Schon die Frage nach der Priorität ist kaum zu beantworten. Sicher war Salzburg schon vor Mozarts Geburt mindestens eben so schön wie heute, aber damals gab es noch keinen Tourismus. Seine Blütezeit begann parallel mit der Entstehung der Salzburger Festspiele und so gab und gibt es immer wieder Leute, die über die Schönheit Salzburgs Mozart - oder über Mozart Salzburgs Schönheit entdecken.

Sicher ist aber, daß die geradezu unerschöpflichen Veduten Salzburgs zu ständig neuer künstlerischer Aktivität inspirieren. Das Wort „Vedute“ bezieht sich aber nicht ausschließlich auf malerische Einzelheiten des Stadtprospektes, sondern im übertragenen Sinn auch auf das Geistige. So resultiert Salzburgs noch immer steigende Beliebtheit aus einem sehr natürlichen „Schneeballsystem“ von Stadt, Landschaft und Kunst.

Ebenfalls aus dem Zusammenwirken aller genannten Faktoren erklärt sich Salzburgs Anziehungskraft als Studierstadt. Es war die „Internationale Stiftung Mozarteum“, die eine eigene Musikschule gründete, die heutige von ihr unabhängige Hochschule „Mozarteum“, und es war ebenfalls die Internationale Stiftung, welche in den zwanziger Jahren, bald nach dem Entstehen der Salzburger Festspiele, die ersten Sommerkurse veranstaltete. Diese Kuse wurden praktisch ohne Unterbrechung weitergeführt und bilden heute einen gesetzlich verankerten Bestandteil der Hochschule.
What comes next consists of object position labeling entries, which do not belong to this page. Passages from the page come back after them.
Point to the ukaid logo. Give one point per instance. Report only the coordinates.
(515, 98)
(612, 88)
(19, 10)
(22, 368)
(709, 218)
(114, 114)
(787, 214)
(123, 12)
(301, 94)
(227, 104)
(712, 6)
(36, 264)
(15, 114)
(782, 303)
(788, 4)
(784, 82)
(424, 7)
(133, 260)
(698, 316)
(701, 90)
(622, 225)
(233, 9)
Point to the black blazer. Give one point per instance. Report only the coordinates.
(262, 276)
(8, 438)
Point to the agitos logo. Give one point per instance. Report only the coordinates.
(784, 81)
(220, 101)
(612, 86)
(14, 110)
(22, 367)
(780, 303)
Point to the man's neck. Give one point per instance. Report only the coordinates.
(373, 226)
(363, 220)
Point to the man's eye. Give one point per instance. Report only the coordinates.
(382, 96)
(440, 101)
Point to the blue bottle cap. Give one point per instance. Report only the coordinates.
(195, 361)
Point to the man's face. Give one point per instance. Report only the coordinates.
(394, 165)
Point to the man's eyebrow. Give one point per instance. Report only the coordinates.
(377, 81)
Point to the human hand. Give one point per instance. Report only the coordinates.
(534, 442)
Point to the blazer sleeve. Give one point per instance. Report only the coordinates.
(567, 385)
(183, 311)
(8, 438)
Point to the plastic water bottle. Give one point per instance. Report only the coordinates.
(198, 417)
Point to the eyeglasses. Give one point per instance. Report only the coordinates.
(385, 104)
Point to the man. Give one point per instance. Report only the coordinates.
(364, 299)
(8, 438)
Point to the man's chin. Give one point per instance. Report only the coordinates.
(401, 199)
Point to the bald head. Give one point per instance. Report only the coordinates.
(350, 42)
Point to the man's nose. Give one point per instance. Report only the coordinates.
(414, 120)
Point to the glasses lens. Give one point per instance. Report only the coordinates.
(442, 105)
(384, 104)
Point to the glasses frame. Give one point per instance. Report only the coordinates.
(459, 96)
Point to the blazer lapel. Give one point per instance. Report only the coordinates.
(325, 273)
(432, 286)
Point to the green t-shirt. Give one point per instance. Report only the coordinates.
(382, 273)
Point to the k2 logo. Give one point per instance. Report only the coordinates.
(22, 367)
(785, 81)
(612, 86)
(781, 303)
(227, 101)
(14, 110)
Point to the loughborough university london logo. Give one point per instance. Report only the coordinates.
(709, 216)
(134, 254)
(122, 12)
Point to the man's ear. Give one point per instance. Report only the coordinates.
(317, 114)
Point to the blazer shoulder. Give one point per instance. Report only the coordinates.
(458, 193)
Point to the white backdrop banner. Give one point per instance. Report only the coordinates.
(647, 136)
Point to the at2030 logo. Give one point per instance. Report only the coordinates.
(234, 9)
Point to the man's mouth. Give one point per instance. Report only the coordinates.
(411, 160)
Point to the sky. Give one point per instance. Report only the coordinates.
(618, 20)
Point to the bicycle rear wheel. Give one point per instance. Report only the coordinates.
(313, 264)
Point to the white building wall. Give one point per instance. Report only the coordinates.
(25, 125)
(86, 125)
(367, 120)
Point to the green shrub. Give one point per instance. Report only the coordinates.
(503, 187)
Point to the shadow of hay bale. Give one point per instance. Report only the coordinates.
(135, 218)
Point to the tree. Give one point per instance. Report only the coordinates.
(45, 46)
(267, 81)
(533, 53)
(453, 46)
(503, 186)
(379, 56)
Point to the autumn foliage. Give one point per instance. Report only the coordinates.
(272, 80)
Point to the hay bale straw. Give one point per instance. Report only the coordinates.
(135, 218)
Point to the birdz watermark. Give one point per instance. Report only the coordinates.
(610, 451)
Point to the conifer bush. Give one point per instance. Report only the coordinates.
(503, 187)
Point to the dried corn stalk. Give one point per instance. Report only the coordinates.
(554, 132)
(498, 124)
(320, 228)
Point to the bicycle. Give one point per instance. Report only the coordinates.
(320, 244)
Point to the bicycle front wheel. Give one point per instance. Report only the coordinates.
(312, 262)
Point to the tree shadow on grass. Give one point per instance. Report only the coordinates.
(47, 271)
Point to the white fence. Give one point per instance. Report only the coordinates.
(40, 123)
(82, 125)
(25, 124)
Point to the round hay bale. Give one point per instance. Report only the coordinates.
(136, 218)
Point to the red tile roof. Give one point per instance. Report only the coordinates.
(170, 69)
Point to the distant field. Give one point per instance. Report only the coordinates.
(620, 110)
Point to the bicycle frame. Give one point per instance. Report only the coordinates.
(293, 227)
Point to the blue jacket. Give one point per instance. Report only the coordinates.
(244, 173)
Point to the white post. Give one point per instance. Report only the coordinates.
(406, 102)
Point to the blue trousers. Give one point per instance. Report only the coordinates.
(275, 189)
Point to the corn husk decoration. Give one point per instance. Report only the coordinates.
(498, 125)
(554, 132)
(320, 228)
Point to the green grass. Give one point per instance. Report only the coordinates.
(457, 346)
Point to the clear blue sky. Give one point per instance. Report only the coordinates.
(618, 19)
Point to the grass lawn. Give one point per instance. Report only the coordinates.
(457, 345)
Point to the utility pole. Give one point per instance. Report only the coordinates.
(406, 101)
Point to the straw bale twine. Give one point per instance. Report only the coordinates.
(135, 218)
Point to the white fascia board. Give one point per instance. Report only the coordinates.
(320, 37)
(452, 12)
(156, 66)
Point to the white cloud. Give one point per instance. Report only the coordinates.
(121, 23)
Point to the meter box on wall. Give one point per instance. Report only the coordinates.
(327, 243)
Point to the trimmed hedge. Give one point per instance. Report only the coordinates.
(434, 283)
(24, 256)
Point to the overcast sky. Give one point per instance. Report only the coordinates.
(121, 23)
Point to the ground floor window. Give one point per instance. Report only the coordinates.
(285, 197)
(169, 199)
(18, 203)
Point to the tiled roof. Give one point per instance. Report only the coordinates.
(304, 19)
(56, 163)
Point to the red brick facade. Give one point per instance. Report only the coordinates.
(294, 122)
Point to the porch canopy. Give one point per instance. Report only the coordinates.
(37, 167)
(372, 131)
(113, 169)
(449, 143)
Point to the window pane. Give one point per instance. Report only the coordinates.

Schon die Gründungszeit gibt den Hinweis auf die ursprünglich gedachte enge Zusammenarbeit mit den Salzburger Festspielen, und diese wieder den Hinweis auf den Charakter der Kurse. Sie sollen der Perfektionierung dienen, aber auch der Beratung der Jugend durch Dozenten, die selbst Karriere gemacht haben, die möglichst neben einer Tätigkeit bei den Salzburger Festspielen als eine Art Amateurpädagogen, völlig unroutiniert, aber gerade deshalb mit Leidenschaft für die Jugend eine künstlerische und dank ihrer Verbindungen oft sogar eine berufliche Starthilfe geben sollten.

An dem Prinzip der Perfektionierung und der Starthilfe hat sich bis heute nichts geändert. Die Verbindung zu den Festspielen allerdings besteht kaum mehr. So mancher Künstler macht seine Mitarbeit an der Sommerakademie von einem gleichzeitigen Engagement bei den Salzburger Festspielen abhängig, doch wenn sich die Möglichkeit ergibt, beides zu vereinen, verhindert ein gedrängter Probenplan oder die Abwesenheit der Künstler zwischen den Auftritten bei den Festspielen die Kontinuität und Konzentration, die nötig ist, um einen Unterricht von drei Wochen sinnvoll zu machen.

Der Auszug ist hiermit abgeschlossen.